Le marché laisse entendre que toutes les entreprises de logiciels sont menacée, un changement radical pour un secteur qui a bénéficié d’un sentiment favorable pendant des années. Les investisseurs ont perdu confiance en la durabilité des caractéristiques économiques qui définissaient historiquement les entreprises de logiciels de haute qualité, rendant la prévision de la valeur terminale des actions du secteur du logiciel presque impossible.
Le scénario pessimiste : la perturbation pourrait assécher les réservoirs de profit
Les préoccupations concernant la rentabilité sont difficiles à réfuter. Si les agents d’IA peuvent exécuter de manière autonome des flux de travail complexes, les clients pourraient ne plus avoir besoin d’applications logicielles complètes. Par conséquent, les interfaces utilisateur traditionnelles perdraient de leur pertinence, les coûts de migration diminueraient et le pouvoir de fixation des prix s’éroderait. Plus largement, si l’IA abaisse les barrières à l’entrée dans de larges pans de l’écosystème du logiciel, l’offre augmentera plus vite que la demande. Une concurrence accrue exercerait une pression sur les prix, les marges et la rentabilité des capitaux investis pour les acteurs en place, en particulier ceux qui s’appuient sur des modèles de tarification par utilisateur ou par fonctionnalité.
Ces risques ne peuvent être ignorés. Cela dit, des agents véritablement autonomes capables de gérer des flux de travail complexes, réglementés et à l’échelle de l’entreprise restent aujourd’hui limités à des domaines tels que l’aide au codage et le service client. La trajectoire à long terme est donc incertaine, et le calendrier de l’impact économique reste flou.
Toutes les entreprises ne sont pas confrontées aux mêmes risques
Selon nous, les effets perturbateurs ne seront pas répartis de manière égale dans l’ensemble du secteur du logiciel. Les entreprises qui fournissent des couches d’application horizontales, telles que la gestion de la relation client ou l’automatisation des flux de travail, sont très différentes des fournisseurs verticaux de systèmes bancaires ou de systèmes de vente au détail, pour n’en citer que quelques-uns. La dynamique concurrentielle diffère pour les entreprises d’infrastructure et de cybersécurité.

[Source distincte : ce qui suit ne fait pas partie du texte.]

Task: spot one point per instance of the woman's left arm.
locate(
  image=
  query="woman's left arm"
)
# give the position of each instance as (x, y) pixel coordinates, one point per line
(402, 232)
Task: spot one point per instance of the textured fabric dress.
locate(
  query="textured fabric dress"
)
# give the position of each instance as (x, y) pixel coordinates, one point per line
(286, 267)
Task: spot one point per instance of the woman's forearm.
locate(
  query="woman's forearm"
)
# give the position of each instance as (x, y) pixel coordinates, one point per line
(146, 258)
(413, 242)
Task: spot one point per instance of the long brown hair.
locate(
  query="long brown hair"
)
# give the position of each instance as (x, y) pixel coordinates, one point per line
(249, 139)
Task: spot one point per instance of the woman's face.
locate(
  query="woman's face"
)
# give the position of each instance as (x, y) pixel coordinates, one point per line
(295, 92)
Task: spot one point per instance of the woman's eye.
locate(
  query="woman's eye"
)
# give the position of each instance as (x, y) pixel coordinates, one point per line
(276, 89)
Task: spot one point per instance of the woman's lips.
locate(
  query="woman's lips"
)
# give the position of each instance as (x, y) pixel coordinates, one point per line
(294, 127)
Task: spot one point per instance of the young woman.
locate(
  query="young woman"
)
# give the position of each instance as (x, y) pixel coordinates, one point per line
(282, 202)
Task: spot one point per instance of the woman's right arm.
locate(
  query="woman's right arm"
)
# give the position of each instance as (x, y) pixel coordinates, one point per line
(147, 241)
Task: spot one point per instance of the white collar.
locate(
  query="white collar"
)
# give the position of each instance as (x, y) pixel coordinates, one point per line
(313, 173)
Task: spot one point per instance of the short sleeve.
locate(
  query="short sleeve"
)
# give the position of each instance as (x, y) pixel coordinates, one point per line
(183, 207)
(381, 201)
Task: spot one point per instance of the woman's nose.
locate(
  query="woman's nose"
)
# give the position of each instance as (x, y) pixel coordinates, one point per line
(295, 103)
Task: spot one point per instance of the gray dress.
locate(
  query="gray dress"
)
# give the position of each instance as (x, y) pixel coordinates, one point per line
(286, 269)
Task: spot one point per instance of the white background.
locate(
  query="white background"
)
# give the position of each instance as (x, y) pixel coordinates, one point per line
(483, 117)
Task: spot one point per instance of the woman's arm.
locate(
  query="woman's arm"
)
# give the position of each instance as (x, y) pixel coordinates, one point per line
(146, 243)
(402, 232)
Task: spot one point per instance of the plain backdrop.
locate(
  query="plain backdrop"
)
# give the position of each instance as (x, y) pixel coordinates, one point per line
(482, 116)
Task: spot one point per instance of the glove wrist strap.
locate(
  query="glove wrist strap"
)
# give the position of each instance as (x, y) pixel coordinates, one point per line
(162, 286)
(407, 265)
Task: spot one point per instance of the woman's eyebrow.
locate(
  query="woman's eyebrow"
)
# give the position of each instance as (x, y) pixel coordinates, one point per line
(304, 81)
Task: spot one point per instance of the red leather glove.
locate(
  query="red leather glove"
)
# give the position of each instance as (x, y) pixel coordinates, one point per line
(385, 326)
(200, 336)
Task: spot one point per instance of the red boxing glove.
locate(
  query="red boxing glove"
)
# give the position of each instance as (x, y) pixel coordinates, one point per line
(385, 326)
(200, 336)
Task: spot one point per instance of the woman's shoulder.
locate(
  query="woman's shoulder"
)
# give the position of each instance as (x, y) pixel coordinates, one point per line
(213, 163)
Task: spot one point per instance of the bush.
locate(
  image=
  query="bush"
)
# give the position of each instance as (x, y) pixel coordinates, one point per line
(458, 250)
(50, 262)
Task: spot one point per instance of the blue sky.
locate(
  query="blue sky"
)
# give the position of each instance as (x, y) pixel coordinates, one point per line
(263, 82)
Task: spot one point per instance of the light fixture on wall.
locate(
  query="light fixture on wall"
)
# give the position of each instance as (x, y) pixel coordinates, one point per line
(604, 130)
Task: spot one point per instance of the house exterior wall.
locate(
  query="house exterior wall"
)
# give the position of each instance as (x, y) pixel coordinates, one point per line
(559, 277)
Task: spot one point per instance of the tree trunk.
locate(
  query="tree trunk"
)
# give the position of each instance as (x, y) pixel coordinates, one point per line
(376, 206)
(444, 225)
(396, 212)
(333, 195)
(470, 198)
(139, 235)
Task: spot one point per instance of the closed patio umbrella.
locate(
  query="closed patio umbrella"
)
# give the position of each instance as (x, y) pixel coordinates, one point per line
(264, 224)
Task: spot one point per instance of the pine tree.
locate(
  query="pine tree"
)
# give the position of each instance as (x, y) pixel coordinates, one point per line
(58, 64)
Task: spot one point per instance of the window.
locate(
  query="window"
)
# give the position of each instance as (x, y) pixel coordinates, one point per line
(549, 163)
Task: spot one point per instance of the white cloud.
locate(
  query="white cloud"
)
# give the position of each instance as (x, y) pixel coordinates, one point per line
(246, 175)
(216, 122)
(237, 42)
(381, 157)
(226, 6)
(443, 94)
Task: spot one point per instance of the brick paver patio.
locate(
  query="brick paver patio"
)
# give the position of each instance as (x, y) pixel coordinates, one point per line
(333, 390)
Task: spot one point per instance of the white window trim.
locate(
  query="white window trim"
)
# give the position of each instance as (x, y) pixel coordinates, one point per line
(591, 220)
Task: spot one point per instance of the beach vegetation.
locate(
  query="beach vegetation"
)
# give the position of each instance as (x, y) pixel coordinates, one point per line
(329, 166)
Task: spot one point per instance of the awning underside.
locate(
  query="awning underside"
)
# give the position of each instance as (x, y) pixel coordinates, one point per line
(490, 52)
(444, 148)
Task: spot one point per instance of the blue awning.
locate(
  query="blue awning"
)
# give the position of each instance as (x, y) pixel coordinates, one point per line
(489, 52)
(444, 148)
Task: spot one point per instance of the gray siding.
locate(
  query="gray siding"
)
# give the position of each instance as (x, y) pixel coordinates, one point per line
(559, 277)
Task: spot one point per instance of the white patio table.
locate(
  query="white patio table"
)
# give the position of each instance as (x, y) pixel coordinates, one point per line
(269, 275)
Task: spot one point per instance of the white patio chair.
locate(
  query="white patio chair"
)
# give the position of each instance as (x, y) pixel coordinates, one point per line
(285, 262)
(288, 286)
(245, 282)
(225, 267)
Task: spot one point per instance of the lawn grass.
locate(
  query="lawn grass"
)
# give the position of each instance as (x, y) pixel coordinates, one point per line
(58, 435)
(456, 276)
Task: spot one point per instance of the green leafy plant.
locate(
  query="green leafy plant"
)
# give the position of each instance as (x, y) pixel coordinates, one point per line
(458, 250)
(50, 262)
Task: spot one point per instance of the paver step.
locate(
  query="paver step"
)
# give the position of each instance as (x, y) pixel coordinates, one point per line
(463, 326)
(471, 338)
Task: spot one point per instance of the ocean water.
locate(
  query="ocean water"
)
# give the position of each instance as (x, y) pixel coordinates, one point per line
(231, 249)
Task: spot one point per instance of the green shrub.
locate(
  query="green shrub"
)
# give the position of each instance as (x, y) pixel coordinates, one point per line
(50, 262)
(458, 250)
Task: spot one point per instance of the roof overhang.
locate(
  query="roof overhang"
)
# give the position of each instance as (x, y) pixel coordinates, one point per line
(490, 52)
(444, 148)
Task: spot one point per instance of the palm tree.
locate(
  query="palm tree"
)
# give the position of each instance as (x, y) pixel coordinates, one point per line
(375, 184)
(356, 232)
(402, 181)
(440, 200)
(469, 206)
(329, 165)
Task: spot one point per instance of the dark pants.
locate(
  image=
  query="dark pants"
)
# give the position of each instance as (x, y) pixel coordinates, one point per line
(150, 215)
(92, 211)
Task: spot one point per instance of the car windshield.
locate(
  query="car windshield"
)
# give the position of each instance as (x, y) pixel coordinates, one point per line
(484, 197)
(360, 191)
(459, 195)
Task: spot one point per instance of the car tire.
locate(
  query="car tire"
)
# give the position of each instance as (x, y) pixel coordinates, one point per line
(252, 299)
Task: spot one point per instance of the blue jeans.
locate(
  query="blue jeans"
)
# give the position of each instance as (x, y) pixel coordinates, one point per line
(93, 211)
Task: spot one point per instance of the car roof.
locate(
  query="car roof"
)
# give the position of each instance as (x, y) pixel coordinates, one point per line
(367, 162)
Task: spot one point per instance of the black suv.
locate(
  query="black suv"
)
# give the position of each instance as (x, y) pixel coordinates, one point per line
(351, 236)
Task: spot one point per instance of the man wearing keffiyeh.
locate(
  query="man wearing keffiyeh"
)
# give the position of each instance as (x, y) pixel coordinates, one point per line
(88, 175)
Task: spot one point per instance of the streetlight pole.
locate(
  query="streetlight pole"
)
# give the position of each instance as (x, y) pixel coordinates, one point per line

La question clé est donc la suivante : Est-il facile ou difficile de remplacer certains types de logiciels ? Les systèmes de référence, par exemple, ne sont pas facilement remplacés, car ces plateformes essentielles à l’activité sont profondément ancrées dans les organisations, avec des ensembles de données faisant autorité et des cadres de conformité établis. En revanche, les applications d’interface à faibles coûts de migration et à données propriétaires limitées sont beaucoup plus faciles à remplacer.
La thèse baissière devance-t-elle la réalité financière ?
Personne ne sait vraiment où la valeur s’accumulera dans la chaîne de valeur de l’IA (applications, agents, données ou infrastructure). C’est la raison pour laquelle le marché a relevé le taux d’actualisation appliqué aux actions du secteur du logiciel dans leur ensemble, ce qui a pesé sur les valorisations (Graphique). Les cours des actions ont chuté en l’absence de signes tangibles de tension opérationnelle dans le comportement des clients, les indicateurs de rétention ou les données financières publiées.